1. VERY deep squats. I like to put about 25# on each side of a standard 45# squat bar and do about 5 sets of 30. When doing each squat I go down until the angle between my shin and thigh is 30 or less. I basically go as low as I can. It's important during this exercise that you perfect your form doing squats and keep your knee caps directly over the balls of your feet. Since I have done a lot of squats in my life training for ski racing I found my balance point long ago but I do remember that when I started it took a few workouts to even be able to execute the proper squat movement with just my bodyweight. At first I did them near the end of a squat rack facing it so when I missed the balance point (butt too far back) I could catch myself with my hands and finish the movement properly. If you are not performing a squat with proper form you will destroy your knee joint over time and possibly cause an injury requiring surgery in the short term.

 

2. If you don't want to learn the proper squat technique or aren't into the gym thing just go find yourself a steep hill. I've found that a 1:2 slope/50% (1 foot rise for every 2 feet of horizontal distance) or steeper is about the shallowest slope that works but the steeper the better. Hike directly up the hill.

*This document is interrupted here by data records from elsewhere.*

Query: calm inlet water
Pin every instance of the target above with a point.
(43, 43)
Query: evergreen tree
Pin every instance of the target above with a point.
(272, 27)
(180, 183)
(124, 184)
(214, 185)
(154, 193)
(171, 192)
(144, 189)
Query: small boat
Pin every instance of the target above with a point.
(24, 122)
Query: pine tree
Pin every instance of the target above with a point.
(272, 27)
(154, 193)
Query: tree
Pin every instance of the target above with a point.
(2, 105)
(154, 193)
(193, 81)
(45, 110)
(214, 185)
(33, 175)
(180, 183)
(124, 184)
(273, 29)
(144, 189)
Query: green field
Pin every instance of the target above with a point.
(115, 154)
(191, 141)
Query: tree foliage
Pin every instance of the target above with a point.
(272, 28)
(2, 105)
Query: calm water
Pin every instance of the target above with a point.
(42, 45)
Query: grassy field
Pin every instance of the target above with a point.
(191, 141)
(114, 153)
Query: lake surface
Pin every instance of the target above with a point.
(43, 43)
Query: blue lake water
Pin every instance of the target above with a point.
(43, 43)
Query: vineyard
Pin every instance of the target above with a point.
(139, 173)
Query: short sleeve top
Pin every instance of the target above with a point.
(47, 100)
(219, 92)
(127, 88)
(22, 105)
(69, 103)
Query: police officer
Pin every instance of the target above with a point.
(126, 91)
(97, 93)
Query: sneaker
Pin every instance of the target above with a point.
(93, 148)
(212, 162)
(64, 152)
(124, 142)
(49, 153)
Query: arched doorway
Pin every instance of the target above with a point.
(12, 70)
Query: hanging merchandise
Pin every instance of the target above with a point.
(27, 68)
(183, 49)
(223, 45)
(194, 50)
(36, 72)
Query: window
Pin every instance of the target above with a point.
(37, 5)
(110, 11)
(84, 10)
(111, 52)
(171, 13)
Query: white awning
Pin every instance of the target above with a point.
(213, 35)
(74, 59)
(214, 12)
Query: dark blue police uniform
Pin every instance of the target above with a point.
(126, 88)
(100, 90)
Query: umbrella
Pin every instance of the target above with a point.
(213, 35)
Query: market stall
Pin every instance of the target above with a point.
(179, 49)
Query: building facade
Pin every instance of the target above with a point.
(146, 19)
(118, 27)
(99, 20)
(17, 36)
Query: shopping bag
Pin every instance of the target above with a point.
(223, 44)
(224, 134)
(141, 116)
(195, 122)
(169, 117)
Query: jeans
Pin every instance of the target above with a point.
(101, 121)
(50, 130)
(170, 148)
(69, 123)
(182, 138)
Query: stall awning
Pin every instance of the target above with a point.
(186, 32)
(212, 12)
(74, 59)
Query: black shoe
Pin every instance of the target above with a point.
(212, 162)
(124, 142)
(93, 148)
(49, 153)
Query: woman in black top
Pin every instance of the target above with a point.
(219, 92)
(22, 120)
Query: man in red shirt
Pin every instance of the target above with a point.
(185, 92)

If you hike as straight (directly the opposite direction that water would run) you mimic the movement in #1. In addition you'll end up doing quite a few 'sets' of very high reps since it's hiking and you'll end up taking hundreds if not thousands of steps during a hike. On the return trip down be as careful and try to follow the same "fall line" direction. Stay in control on your way down. The act of constantly slowing/controlling your decent will work the quads as well. If you're savvy, on your way up toss in a calf raise at the end of each step and you can work out your calf too which helps during the "tighten your quad" method of locking onto the tank that is taught in Level 3. This will also work the hip flexors.

 

3. Bench step ups in the gym. For this you take any bench press bench and step up onto it from the floor. Feel free to add weight as you see fit. This is basically the same as hiking, yet in the gym and less dangerous then going straight up a hillside. Toss in a calf raise or a front knee kick at the top of each rep and you'll get those hip flexors/calf as well.

 

Just some workouts I've found to work the muscles that are constantly sore after a trackday on me. Caveat: After taking Level 3 my quads take a much smaller hit during trackdays due to not picking my body up off the seat between each turn (Hip Flick)... So thanks for that.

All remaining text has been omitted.